Словно подернутые золой угли геенны вспыхнули разом, когда служивые киннары в сотню глоток дунут на присмиревший огонь; словно гибельный цветок Кобыльей Пасти не ко времени поднялся из океанских глубин; словно… Ф-фух, почудилось: спит преисподняя, даруя грешникам глоток передышки, и безмятежны пучины вод.
Ночь.
Молчание.
Покой и звезды.
Даже не верится, что минутой ранее адским жаром полыхнул взор жилистого старца в мочальной повязке на чреслах. Эй, обильный подвигами, ты и вправду глазаст, или ночная мара морочит?! Молчит. Не отвечает. Плотно сжаты узкие губы, будто края зажившей раны. Надежно сомкнуты запавшие веки, как у слепого от рождения. И загрубелые пальцы в узлах суставов привычно теребят распушенный кончик седой косы.

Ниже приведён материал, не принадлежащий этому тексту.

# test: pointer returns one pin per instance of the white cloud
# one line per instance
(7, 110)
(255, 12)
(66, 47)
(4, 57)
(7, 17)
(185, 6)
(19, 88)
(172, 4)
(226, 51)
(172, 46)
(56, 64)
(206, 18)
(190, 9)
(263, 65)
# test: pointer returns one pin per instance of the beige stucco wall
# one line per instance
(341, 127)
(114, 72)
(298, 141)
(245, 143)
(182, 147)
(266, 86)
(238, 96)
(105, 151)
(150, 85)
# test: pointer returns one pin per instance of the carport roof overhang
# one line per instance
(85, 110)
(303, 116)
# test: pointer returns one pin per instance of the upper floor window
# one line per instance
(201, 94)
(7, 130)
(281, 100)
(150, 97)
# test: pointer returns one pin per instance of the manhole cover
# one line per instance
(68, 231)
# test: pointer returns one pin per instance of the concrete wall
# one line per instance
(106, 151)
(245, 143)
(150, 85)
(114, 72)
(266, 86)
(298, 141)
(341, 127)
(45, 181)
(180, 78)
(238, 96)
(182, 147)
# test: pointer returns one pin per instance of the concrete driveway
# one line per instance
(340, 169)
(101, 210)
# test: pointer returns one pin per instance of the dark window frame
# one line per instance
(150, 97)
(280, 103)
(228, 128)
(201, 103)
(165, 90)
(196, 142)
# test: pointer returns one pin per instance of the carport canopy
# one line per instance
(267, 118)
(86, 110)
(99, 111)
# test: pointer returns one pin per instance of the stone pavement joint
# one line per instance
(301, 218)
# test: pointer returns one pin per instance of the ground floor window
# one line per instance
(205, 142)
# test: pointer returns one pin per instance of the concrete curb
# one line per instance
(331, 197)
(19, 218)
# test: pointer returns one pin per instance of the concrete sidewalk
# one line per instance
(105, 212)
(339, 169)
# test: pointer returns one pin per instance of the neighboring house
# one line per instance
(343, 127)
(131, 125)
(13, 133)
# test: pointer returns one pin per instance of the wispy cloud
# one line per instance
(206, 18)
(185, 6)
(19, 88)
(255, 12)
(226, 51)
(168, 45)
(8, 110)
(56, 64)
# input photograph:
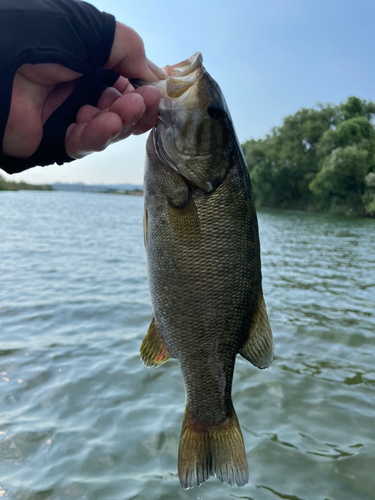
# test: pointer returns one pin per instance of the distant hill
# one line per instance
(22, 186)
(101, 188)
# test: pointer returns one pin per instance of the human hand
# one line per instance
(39, 89)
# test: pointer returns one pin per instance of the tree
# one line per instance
(318, 159)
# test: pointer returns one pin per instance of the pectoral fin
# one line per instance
(145, 226)
(258, 348)
(184, 219)
(154, 352)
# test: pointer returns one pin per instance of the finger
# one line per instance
(85, 138)
(130, 107)
(128, 56)
(150, 116)
(104, 126)
(108, 97)
(123, 85)
(87, 113)
(156, 70)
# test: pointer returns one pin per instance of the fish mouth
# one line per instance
(179, 78)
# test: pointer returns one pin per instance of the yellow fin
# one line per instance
(154, 352)
(184, 219)
(212, 450)
(259, 347)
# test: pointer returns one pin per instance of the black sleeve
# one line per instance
(72, 33)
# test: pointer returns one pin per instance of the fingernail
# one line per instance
(156, 70)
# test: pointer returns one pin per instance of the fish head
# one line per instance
(194, 134)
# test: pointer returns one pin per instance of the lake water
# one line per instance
(82, 418)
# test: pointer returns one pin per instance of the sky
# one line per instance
(270, 58)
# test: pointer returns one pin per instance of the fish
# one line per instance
(204, 267)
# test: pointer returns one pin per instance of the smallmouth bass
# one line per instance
(204, 268)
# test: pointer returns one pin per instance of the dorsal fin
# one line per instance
(259, 347)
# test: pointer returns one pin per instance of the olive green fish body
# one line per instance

Сухой пень-кедряк с плетью серебристого мха.
К чему пню неистовство взора? – оно скорее подходит матерому тигру, в чьих владениях объявился соперник, нежели мирному отшельнику-шиваиту, каковым старик вне всякого сомнения являлся.
Ночь.
Ночью всякое бывает… даже то, чего не бывает.
– Знобит меня, тезка, – пророкотал совсем рядом глухой бас, и во тьме заворочалась угловатая глыба. – Ровно с перепою: крепишься, а оно трусит…

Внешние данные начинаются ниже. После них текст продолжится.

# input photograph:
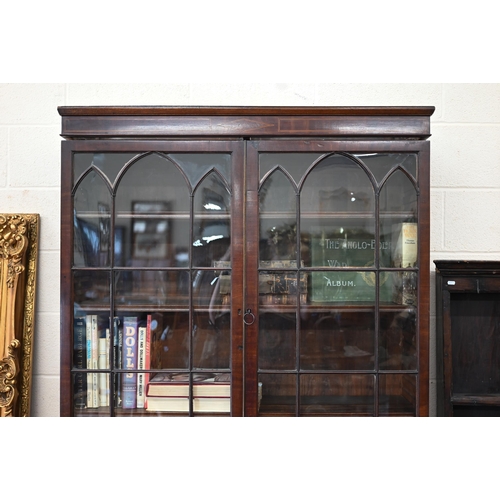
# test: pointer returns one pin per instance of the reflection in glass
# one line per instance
(92, 222)
(211, 339)
(397, 339)
(380, 164)
(277, 334)
(296, 164)
(278, 223)
(337, 215)
(277, 394)
(212, 225)
(347, 286)
(152, 211)
(338, 340)
(91, 289)
(397, 394)
(398, 221)
(196, 165)
(337, 394)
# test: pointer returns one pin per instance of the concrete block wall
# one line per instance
(465, 171)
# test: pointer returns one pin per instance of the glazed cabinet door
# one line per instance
(337, 276)
(152, 236)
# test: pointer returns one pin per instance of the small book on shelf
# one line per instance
(181, 404)
(204, 385)
(129, 362)
(80, 361)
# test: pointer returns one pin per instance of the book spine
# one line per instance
(409, 247)
(117, 357)
(88, 338)
(147, 360)
(129, 358)
(95, 362)
(108, 366)
(141, 357)
(80, 361)
(102, 375)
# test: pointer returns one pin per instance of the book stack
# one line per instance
(167, 392)
(92, 338)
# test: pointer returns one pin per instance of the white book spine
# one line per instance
(88, 332)
(95, 363)
(102, 376)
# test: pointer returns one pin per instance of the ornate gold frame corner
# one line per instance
(18, 267)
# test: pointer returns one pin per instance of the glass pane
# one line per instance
(101, 406)
(92, 223)
(153, 288)
(398, 222)
(398, 339)
(212, 224)
(277, 334)
(91, 289)
(404, 287)
(338, 340)
(277, 394)
(91, 340)
(211, 339)
(338, 215)
(397, 394)
(296, 164)
(152, 213)
(278, 223)
(196, 165)
(475, 329)
(380, 164)
(337, 394)
(276, 287)
(109, 164)
(345, 286)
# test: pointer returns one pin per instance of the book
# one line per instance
(180, 404)
(147, 357)
(108, 365)
(80, 361)
(95, 362)
(103, 400)
(166, 384)
(117, 357)
(129, 362)
(141, 358)
(88, 340)
(405, 247)
(405, 255)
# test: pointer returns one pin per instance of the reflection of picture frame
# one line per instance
(151, 230)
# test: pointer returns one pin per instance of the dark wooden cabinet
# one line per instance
(284, 251)
(468, 338)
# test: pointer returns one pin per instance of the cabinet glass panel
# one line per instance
(92, 222)
(337, 394)
(212, 225)
(277, 394)
(338, 339)
(278, 221)
(397, 394)
(152, 213)
(277, 340)
(166, 283)
(398, 221)
(475, 330)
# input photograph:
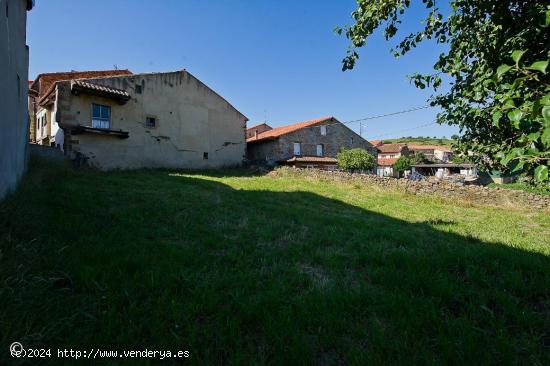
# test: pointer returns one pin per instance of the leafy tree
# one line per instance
(356, 159)
(495, 63)
(402, 164)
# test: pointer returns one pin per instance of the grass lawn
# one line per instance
(243, 269)
(522, 187)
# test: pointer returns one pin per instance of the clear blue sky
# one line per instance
(278, 59)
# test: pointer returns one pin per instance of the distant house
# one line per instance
(435, 153)
(310, 144)
(257, 129)
(387, 156)
(150, 120)
(14, 69)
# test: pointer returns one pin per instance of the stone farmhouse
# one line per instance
(152, 120)
(435, 153)
(387, 156)
(309, 144)
(44, 130)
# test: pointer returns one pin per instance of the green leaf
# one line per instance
(508, 103)
(496, 118)
(516, 56)
(539, 66)
(545, 137)
(533, 136)
(546, 113)
(541, 173)
(512, 154)
(517, 166)
(515, 116)
(503, 69)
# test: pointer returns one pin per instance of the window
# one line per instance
(151, 122)
(101, 116)
(18, 88)
(320, 150)
(297, 148)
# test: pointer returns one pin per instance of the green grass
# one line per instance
(420, 141)
(242, 269)
(522, 187)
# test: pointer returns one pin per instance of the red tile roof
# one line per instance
(279, 131)
(376, 142)
(388, 148)
(312, 159)
(46, 81)
(386, 162)
(429, 147)
(258, 125)
(95, 88)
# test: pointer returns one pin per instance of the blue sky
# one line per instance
(278, 60)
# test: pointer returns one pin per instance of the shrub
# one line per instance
(356, 159)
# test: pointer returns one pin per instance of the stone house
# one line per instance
(44, 129)
(312, 144)
(14, 69)
(149, 120)
(435, 153)
(387, 156)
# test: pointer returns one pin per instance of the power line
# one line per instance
(414, 109)
(387, 114)
(405, 130)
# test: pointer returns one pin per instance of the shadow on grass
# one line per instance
(146, 259)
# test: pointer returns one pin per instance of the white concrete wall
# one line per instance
(192, 120)
(14, 121)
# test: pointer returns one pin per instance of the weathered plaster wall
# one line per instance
(14, 122)
(192, 120)
(338, 137)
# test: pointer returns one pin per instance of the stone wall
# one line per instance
(47, 152)
(14, 121)
(455, 191)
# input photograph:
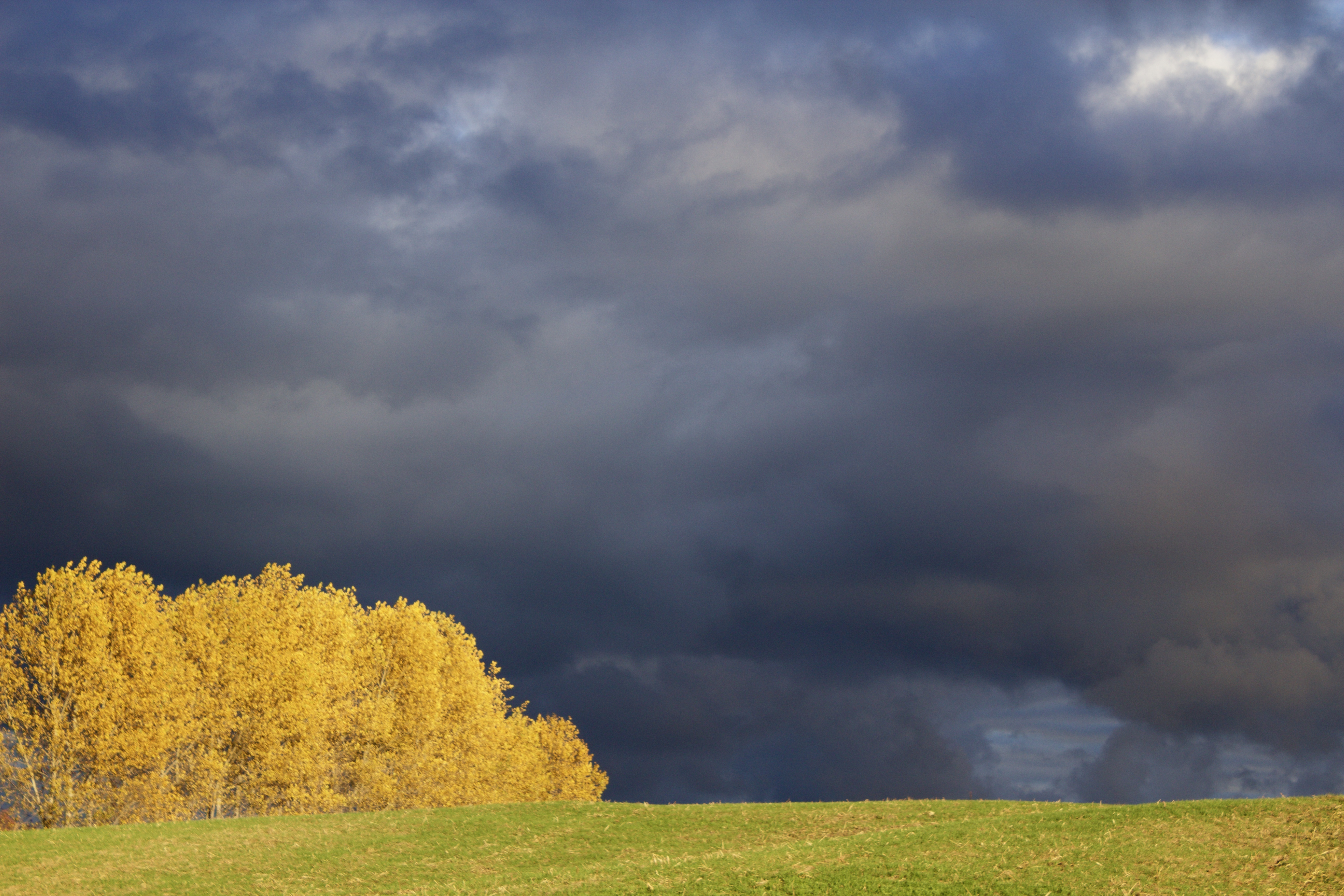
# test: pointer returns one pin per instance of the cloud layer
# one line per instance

Чудное дело! – глыба эта при ближайшем рассмотрении также оказалась человеком. Надо сказать, человеком весьма завидного телосложения. Своди чащобного ракшаса-вожака к цирюльнику, подпили клыки, подстриги когти, корми год досыта, наряди в темно-синие одежды, расшитые желтыми колосьями и лилиями, нацепи тюрбан на лобастую голову… Что получится? Вот примерно это и получится, что сейчас во тьме ворочается. Зато взгляд великана был удивительно спокойным, лучась благодушием – хоть любуйся вприглядку, хоть на лепешку мажь, вместо масла!